Over the years, the Red Sox have had no shortage of adept backstops who could contribute both with the bat and behind the plate.
In recent memory, the Red Sox have been fortunate to have a good bit of stability at the position, which really is the continuation of a trend that’s popped up throughout the franchise’s history of having reliable catchers hanging around for years.
Here are a few of the top catchers in Red Sox history.
Of course, he’s well regarded for one of the most iconic home runs in franchise history, which is part of the reason he is the only catcher to have his number retired by the Red Sox.
But the Hall of Famer had a simply tremendous 11-year run in Boston, batting .284 with 162 homers while driving in 568 runs. He won Rookie of the Year in 1972, was a seven-time All-Star with the Red Sox, won a Gold Glove and received MVP votes in four different seasons. Not bad.
A Red Sox lifer over 15 seasons, Varitek is far and away the top Red Sox catcher since Fisk.
Varitek provided consistently sound game-calling and defense — even if he couldn’t really catch Tim Wakefield — and was a pretty useful hitter, even winning a Silver Slugger for a tremendous 2005 season that also saw him win a Gold Glove, make the All-Star team and receive MVP votes.
That he helped guide the Red Sox to a pair of World Series titles during his career is a plus, as well.
What sometimes keeps Ferrell from being named as one of the top catchers in Red Sox history is that he played just five of his 18 pro seasons with the Red Sox and it was in an era in which Boston was not that good. But man, could Ferrell do a lot.
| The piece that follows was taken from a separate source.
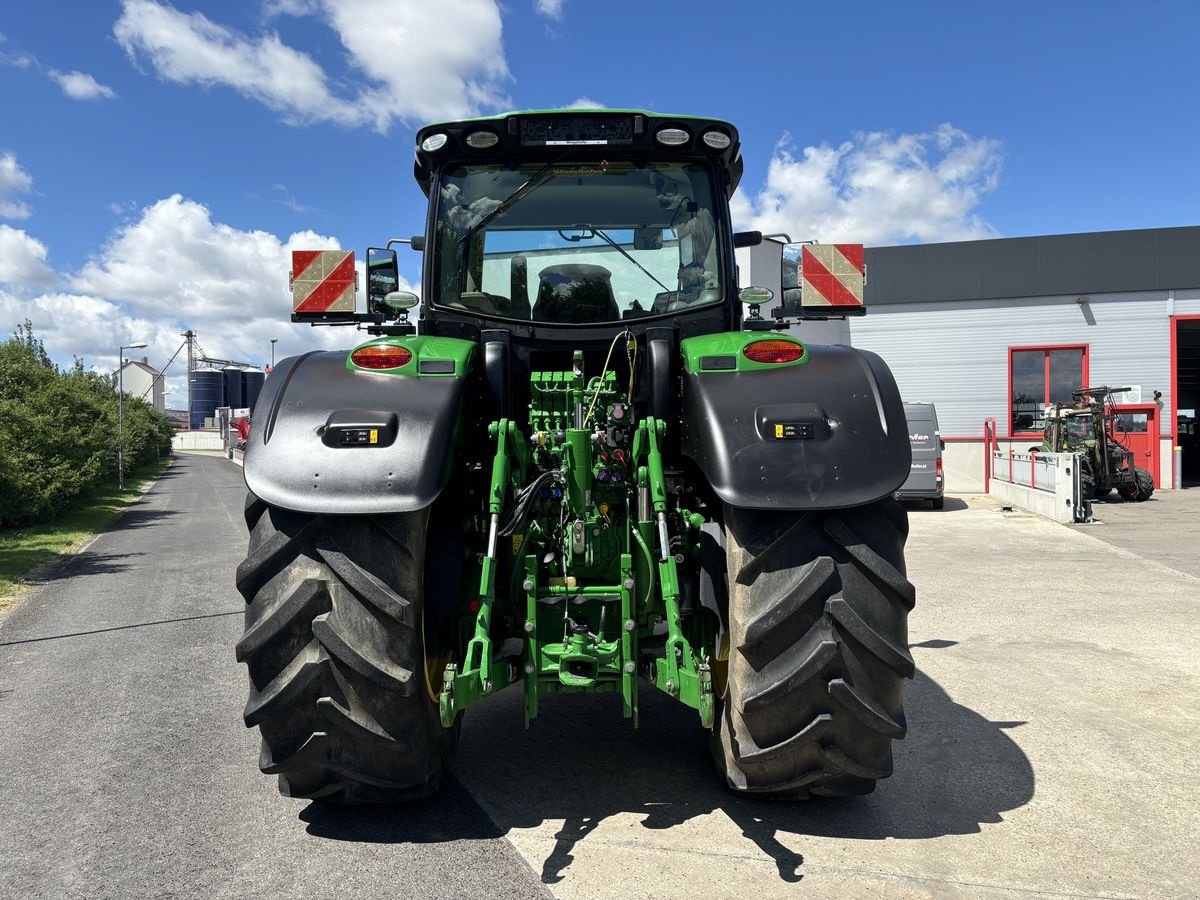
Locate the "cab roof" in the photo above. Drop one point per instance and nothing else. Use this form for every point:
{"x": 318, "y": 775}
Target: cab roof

The Baseball and Red Sox Hall of Famer was as solid a defensive catcher as they come, often posting a caught stealing percentage above the league average. He also hit .302 with the Red Sox and seldom struck out, even if he didn’t often hit homers. Ferrell was an All-Star in four of his seasons with Boston.
Above all else, Gedman is a really cool story. He was a local kid who had a solid decade with the Red Sox and was behind the plate for some of Roger Clemens’ finest moments in a Boston uniform.
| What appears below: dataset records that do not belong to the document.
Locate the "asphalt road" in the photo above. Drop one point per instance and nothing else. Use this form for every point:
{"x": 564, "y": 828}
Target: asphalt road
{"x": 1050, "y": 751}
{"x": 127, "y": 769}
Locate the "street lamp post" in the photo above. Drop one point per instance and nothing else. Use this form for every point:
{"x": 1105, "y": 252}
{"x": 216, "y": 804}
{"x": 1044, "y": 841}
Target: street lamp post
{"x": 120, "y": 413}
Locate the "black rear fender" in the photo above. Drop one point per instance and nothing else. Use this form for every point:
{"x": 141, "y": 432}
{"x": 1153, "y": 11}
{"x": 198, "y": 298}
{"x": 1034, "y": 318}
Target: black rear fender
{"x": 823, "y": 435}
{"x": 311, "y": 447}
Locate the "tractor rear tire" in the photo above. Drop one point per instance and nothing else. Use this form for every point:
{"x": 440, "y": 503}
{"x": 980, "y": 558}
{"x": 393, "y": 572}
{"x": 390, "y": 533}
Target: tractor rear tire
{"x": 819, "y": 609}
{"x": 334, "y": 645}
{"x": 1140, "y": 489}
But while his defense was plenty fine, Gedman, like Varitek, was a useful hitter, batting .259 with a .723 OPS over 906 games in Boston. He now serves as the hitting coach for Triple-A Pawtucket and is set to be inducted into the Red Sox Hall of Fame this year.
Longevity is what sets White apart here.
While he was a middle-of-the-road catcher overall, he was good enough to log 981 games for the Red Sox over the course of the 1950s, oftentimes proving to be one of the brighter spots in an otherwise grim set of years for the franchise.